The majority of the studies, that have estimated environmental and genetic components of variance for life span and reproductive traits of Artemia, have focused on temperature and salinity; these are the most important abiotic factors affecting the life history of hypersaline organisms (Barata et al. 1996; Browne and Wanigasekera, 2000; Abatzopoulos et al. 2003).

Μonoclonal populations produced by apomictic parthenogenetic Artemia (i.e. lineages derived from the same mother) could be used successfully for studying phenotypic traits (such as life span and reproductive characteristics), although this approach has been poorly utilized until very recently (Browne et al. 2002; Abatzopoulos et al. 2003).

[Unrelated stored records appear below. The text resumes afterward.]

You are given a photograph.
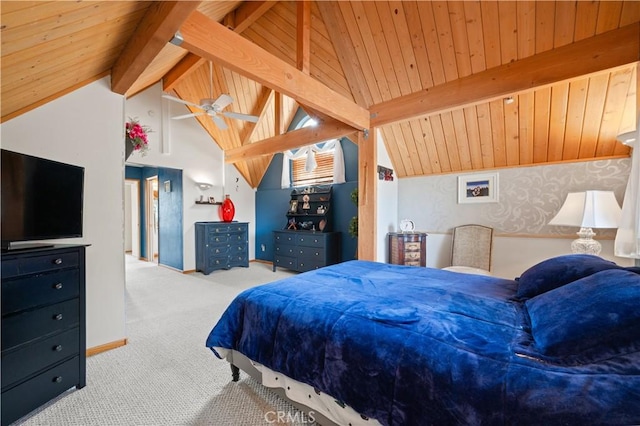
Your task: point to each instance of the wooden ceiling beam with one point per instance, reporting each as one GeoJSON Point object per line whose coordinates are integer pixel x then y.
{"type": "Point", "coordinates": [602, 52]}
{"type": "Point", "coordinates": [211, 40]}
{"type": "Point", "coordinates": [303, 35]}
{"type": "Point", "coordinates": [325, 130]}
{"type": "Point", "coordinates": [157, 27]}
{"type": "Point", "coordinates": [181, 70]}
{"type": "Point", "coordinates": [238, 20]}
{"type": "Point", "coordinates": [260, 110]}
{"type": "Point", "coordinates": [249, 12]}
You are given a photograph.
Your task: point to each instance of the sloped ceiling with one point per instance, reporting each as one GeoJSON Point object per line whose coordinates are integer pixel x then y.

In this study, we tried to document the phenotypic expressions (ten life history traits) of two genotypic lineages exposed to variable levels of salinity; these lineages came from the same parthenogenetic population (but from different females) and they were identical according to RFLP-mtDNA analysis.

Materials and Methods

Two Artemia clones were isolated from the parthenogenetic tetraploid population of Polychnitos saltworks (Lesbos island, Aegean Sea, Greece – Triantaphyllidis et al. 1993).

Culture conditions

Stock culture of Polychnitos population (1 individual / 4ml) was kept in 1L cylindroconical glass jars maintained at 24oC. The salinity of the culture medium was 60 g l-1. Animals were fed with 75% of yeast-based diet LANSY-PZ (INVE Aquaculture NV, Belgium) and 25% Dunaliella tertiolecta according to Abatzopoulos et al. (2003).

Experimental design

Twenty five females were isolated in equal of 50 ml cylindroconical tubes before they reached adulthood. After their first brood, five nauplii from each individual were sacrificed for DNA extraction (see mtDNA-RFLP analysis section). Extracted DNA was used for RFLP-mtDNA analysis; this technique revealed that there were two different clades of mtDNA in the same population (clade 1 and clade 2, respectively). Two individuals were chosen from clade 1 (A and B, respectively) for the continuation of the experiment. These two individuals produced clones which were used for recording ten life span and reproductive characteristics (total lifespan, pre-reproductive, reproductive and post-reproductive period, number of broods, days between broods, number of nauplii, number of encysted embryos, offspring per brood and offspring per reproductive day) under three different salinities (50, 100 and 150 g l-1; temperature was constant at 24±1oC). Reproductive and life span characteristics were analyzed by using non-parametric tests (Kruskal-Wallis), since the ANOVA assumptions were not fulfilled. The significance level was set to 0.05.

mtDNA-RFLP analysis

DNA was extracted using the CTAB protocol described in Hillis et al. (1996). Part of the 16S rRNA gene was amplified using the universal primers L2510 and H3080, described by Palumbi et al. (1996). PCR products were digested with 9 restriction endonucleases, electrophoretically separated in 1.5% agarose gel, stained with ethidium bromide, visualized and photographed under UV light.

Results and Discussion

Six reproductive and four life span characters from the parthenogenetic clones A and B at three different salinities are summarized in Table 1. Statistical analysis using Kruskal-Wallis test indicated that significant differences exist between clones in each salinity treatment for the majority of the characters studied (see Table 1). More specifically, at 50 g l-1 clone A and B were statistically different in eight out of ten characters studied; clone A presented statistically lower values than clone B in total life span, reproductive period, post reproductive period, number of broods, days between broods, number of nauplii, offspring per brood and offspring per reproductive day. It is worth noting that at 50 g l-1 both clones have produced no encysted embryos. At 100 g l-1, eight out of the ten scored characters were statistically different; clone A and B appeared to have similar values only in post-reproductive period and in number of encysted embryos; at the same salinity, clone A outperformed clone B. At 150 g l-1, the same characteristics were statistically different between the two clones but in this case clone B seemed to be the fittest.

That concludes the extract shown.